Ciammarughi: «Il pudore di Michelangeli, un demiurgo del suono»
Uno sguardo sui grandi interpreti del pianoforte negli ultimi 30 anni. Si intitola Da Benedetti Michelangeli alla Argerich. Trent’anni di grandi pianisti il bel volume di Luca Ciammarughi, brillante musicologo, edito da Zecchini. Ciammarughi sarà ospite oggi di «Suonami! Piazza che vai, pianoforte che trovi», l’iniziativa di Cieli Vibranti che prevede 11 pianoforti a disposizione di chiunque nel centro storico. L’incontro è alle 18 in corso Zanardelli. Perché ha scelto di delimitare l’arco temporale del libro citando i nomi di Michelangeli e Argerich? «Ho voluto trattare quasi esclusivamente esperienze d’ascolto fatte in prima persona. Michelangeli è un’eccezione: non l’ho mai ascoltato dal vivo, ma mi bastò sentire una Sonata di Galuppi trasmessa da un tg, quando ero bambino, per rimanerne folgorato. Il Michelangeli degli anni ‘60 rappresenta però anche una forma di perfezionismo i per classicisti coda cui prima o poi bisognava distaccarsi, e credo che la Argerich sia un emblema di ritrovata libertà nel vivere l’istante musicale».

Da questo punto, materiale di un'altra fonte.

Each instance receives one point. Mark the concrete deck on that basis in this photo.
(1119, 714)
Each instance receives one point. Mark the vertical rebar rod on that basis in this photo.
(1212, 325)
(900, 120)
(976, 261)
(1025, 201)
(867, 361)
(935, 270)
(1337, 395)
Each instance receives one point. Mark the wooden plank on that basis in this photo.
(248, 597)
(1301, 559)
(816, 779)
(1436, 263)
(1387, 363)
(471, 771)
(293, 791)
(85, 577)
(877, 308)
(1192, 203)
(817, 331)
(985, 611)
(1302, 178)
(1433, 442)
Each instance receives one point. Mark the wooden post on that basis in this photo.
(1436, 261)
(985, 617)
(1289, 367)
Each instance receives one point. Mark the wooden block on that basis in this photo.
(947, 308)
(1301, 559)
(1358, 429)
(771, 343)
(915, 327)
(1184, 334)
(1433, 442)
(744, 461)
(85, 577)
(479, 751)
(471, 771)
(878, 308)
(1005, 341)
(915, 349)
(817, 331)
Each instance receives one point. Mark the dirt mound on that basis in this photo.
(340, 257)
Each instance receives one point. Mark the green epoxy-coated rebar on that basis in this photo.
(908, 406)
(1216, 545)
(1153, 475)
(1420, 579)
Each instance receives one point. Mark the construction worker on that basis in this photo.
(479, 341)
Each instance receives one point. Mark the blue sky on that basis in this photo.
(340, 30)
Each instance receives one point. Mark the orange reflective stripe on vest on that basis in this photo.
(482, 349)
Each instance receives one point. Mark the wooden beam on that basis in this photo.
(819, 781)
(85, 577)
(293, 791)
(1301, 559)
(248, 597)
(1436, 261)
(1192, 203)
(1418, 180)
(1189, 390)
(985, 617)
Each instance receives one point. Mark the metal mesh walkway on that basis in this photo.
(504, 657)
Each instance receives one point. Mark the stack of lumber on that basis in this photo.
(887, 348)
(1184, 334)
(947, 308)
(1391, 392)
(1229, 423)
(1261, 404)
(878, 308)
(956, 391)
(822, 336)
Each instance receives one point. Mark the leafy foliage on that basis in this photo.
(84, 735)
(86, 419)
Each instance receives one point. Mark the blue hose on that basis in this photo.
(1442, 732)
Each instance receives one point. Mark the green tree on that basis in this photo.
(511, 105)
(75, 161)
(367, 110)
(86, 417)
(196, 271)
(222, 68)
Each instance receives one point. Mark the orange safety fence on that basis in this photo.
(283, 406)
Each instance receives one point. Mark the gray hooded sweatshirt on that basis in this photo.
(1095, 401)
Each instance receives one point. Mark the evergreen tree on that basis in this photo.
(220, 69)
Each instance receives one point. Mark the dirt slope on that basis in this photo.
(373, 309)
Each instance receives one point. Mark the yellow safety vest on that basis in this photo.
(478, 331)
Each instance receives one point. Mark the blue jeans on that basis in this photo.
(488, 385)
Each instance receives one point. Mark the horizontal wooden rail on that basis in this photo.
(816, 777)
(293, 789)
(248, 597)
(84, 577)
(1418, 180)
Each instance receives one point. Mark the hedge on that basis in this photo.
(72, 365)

Brescia è la città di Benedetti Michelangeli, il cui «mito» è qui particolarmente vivo. «Michelangeli è un unicum, a mio avviso inimitabile (come lo sono, seppur in modo diverso, un Gould o un Horowitz). Più che prenderlo come esempio di fedeltà al testo, lo considero un demiurgo del suono: le sue interpretazioni, sotto l’apparenza talvolta algida, creano una bellezza che prescinde dal “giusto stile”». Quali i più interessanti giovani pianisti del panorama internazionale? «Tantissimi. Quest’anno mi ha affascinato molto Daniil Trifonov: le partiture sembrano nascere come fosse la prima volta sotto le sue mani». Come vede la spettacolarizzazione del concerto e la ricerca dell’estremo anche nella costruzione dell’immagine in personaggi come Lang Lang e Yuja Wang? «Mi interessa l’idea che al recital possano sovrapporsi nuove forme di spettacolo come il teatro, la danza, la performance art. Ma ci dev’essere una ricerca artistica vera». Cosa pensa della musica ridotta a prodotto? Mi riferisco a fenomeni come Allevi.«La vera esplosione di un “piano solo” minimalista o pseudo tale è avvenuta con il Nyman di Lezioni di piano o l’Einaudi di Le onde. Allevi è la conseguenza semplificata di qualcosa che già andava verso la semplificazione. Un fenomeno ad usum populi che è inutile demonizzare».